Bug 2003795

Summary: When deleting storageSystem cluster-cleanup-job failed to create
Product: [Red Hat Storage] Red Hat OpenShift Data Foundation Reporter: Shay Rozen <srozen>
Component: rookAssignee: Subham Rai <srai>
Status: CLOSED CURRENTRELEASE QA Contact: Neha Berry <nberry>
Severity: unspecified Docs Contact:
Priority: unspecified    
Version: 4.9CC: jrivera, madam, muagarwa, ocs-bugs, odf-bz-bot, sostapov, srai, tnielsen
Target Milestone: ---   
Target Release: ---   
Hardware: Unspecified   
OS: Unspecified   
Whiteboard:
Fixed In Version: Doc Type: If docs needed, set a value
Doc Text:
Story Points: ---
Clone Of: Environment:
Last Closed: 2022-06-01 14:33:21 UTC Type: Bug
Regression: --- Mount Type: ---
Documentation: --- CRM:
Verified Versions: Category: ---
oVirt Team: --- RHEL 7.3 requirements from Atomic Host:
Cloudforms Team: --- Target Upstream Version:
Embargoed:

Description Shay Rozen 2021-09-13 18:03:55 UTC
Description of problem (please be detailed as possible and provide log
snippests):
After deleting storageSystem there are the following errors:
openshift-storage                      24s         Warning   FailedCreate                        job/cluster-cleanup-job-ip-10-0-188-204.us-east-2.compute.internal                Error creating: Pod "cluster-cleanup-job-ip-10-0-188-204.us-east-2.compute.--1-rlpxk" is invalid: [metadata.generateName: Invalid value: "cluster-cleanup-job-ip-10-0-188-204.us-east-2.compute.--1-": a lowercase RFC 1123 subdomain must consist of lower case alphanumeric characters, '-' or '.', and must start and end with an alphanumeric character (e.g. 'example.com', regex used for validation is '[a-z0-9]([-a-z0-9]*[a-z0-9])?(\.[a-z0-9]([-a-z0-9]*[a-z0-9])?)*'), metadata.name: Invalid value: "cluster-cleanup-job-ip-10-0-188-204.us-east-2.compute.--1-rlpxk": a lowercase RFC 1123 subdomain must consist of lower case alphanumeric characters, '-' or '.', and must start and end with an alphanumeric character (e.g. 'example.com', regex used for validation is '[a-z0-9]([-a-z0-9]*[a-z0-9])?(\.[a-z0-9]([-a-z0-9]*[a-z0-9])?)*')]

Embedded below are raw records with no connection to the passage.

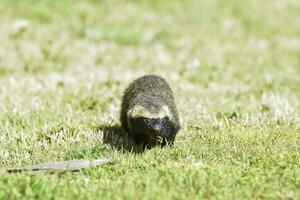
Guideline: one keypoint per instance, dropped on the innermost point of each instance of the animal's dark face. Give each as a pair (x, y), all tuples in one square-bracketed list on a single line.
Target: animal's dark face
[(152, 131)]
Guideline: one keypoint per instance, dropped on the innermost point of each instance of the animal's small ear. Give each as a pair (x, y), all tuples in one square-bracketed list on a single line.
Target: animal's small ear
[(166, 111)]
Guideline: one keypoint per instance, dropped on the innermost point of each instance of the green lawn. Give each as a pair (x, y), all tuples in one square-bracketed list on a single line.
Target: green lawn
[(234, 67)]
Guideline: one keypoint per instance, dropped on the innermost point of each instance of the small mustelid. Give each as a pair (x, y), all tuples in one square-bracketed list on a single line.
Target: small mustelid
[(148, 112)]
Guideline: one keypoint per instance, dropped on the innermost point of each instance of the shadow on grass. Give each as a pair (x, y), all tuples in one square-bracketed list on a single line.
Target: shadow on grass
[(118, 139)]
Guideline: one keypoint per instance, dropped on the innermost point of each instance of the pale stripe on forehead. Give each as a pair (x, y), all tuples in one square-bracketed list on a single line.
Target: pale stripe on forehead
[(140, 111)]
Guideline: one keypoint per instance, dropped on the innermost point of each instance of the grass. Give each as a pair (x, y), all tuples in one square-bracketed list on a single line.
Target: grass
[(234, 67)]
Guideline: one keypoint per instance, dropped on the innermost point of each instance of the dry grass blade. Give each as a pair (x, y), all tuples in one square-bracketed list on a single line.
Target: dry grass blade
[(70, 165)]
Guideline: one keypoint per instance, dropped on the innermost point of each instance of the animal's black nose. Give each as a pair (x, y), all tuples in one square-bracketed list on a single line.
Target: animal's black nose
[(156, 127)]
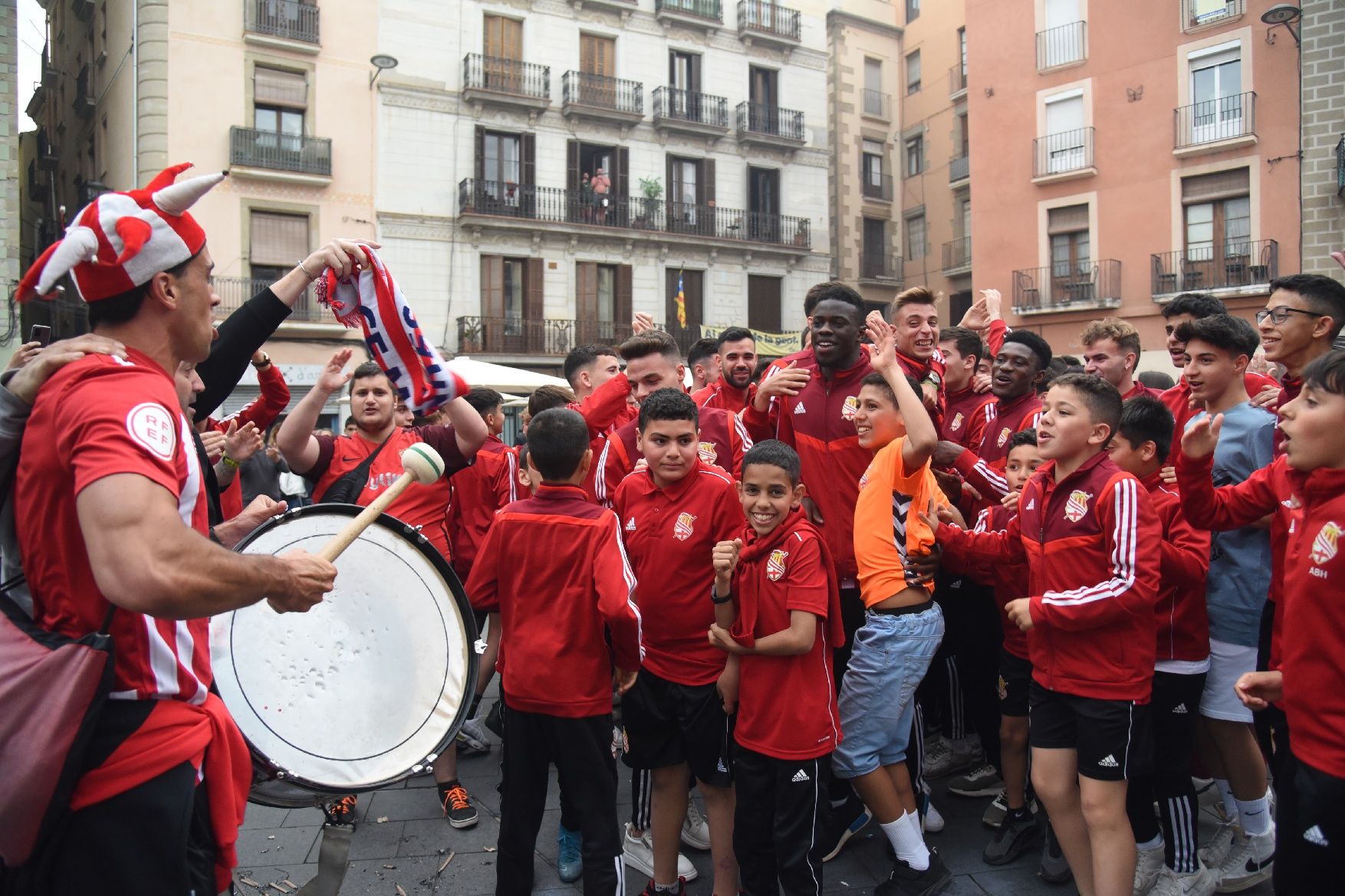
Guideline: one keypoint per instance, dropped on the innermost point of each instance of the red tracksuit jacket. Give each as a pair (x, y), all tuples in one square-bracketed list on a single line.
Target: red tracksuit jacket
[(1182, 619), (1093, 545), (820, 424), (1314, 621), (553, 566)]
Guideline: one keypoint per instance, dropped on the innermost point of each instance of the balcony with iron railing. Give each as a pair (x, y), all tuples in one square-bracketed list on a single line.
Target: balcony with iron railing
[(235, 291), (284, 19), (601, 97), (281, 153), (688, 112), (956, 256), (1197, 15), (956, 80), (1063, 156), (631, 215), (768, 23), (506, 81), (880, 267), (1063, 46), (1238, 265), (1215, 124), (959, 167), (874, 104), (1077, 285), (770, 126), (518, 335), (699, 14), (876, 186)]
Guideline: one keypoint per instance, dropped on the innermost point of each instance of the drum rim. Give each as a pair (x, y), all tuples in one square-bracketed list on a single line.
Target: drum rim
[(459, 595)]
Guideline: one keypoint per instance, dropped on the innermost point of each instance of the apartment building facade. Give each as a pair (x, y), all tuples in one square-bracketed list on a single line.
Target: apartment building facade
[(1164, 158), (273, 92), (548, 169)]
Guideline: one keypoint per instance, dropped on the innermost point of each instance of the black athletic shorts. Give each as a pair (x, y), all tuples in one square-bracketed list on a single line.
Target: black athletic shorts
[(1111, 737), (667, 724), (1015, 681)]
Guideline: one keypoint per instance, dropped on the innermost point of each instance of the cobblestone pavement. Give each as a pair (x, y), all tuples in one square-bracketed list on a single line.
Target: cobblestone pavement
[(408, 848)]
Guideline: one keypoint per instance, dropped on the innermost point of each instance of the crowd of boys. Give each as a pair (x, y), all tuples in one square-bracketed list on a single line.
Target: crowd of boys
[(1110, 582)]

I believe the problem is due to name of pod cluster-cleanup-job-ip-10-0-188-204.us-east-2.compute.--1-rlpxk the -- after the period



Version of all relevant components (if applicable):
odf 4.9.132-ci

Does this issue impact your ability to continue to work with the product
(please explain in detail what is the user impact)?
No

Is there any workaround available to the best of your knowledge?
I don't know what the impact beside the error

Rate from 1 - 5 the complexity of the scenario you performed that caused this
bug (1 - very simple, 5 - very complex)?
1

Can this issue reproducible?
Yes

Can this issue reproduce from the UI?
No

If this is a regression, please provide more details to justify this:


Steps to Reproduce:
1. Install OCP 4.9 and ODF 4.9
2. Create storageSystem
3. Delete storageSystem
4. issue oc get events -n openshift-storage --sort-by='.metadata.creationTimestamp' | grep cleanup

Actual results:
All cluster-cleanup-job pods fail to start with this error:
2m53s       Warning   FailedCreate                      job/cluster-cleanup-job-ip-10-0-188-204.us-east-2.compute.internal                Error creating: Pod "cluster-cleanup-job-ip-10-0-188-204.us-east-2.compute.--1-r574v" is invalid: [metadata.generateName: Invalid value: "cluster-cleanup-job-ip-10-0-188-204.us-east-2.compute.--1-": a lowercase RFC 1123 subdomain must consist of lower case alphanumeric characters, '-' or '.', and must start and end with an alphanumeric character (e.g. 'example.com', regex used for validation is '[a-z0-9]([-a-z0-9]*[a-z0-9])?(\.[a-z0-9]([-a-z0-9]*[a-z0-9])?)*'), metadata.name: Invalid value: "cluster-cleanup-job-ip-10-0-188-204.us-east-2.compute.--1-r574v": a lowercase RFC 1123 subdomain must consist of lower case alphanumeric characters, '-' or '.', and must start and end with an alphanumeric character (e.g. 'example.com', regex used for validation is '[a-z0-9]([-a-z0-9]*[a-z0-9])?(\.[a-z0-9]([-a-z0-9]*[a-z0-9])?)*')]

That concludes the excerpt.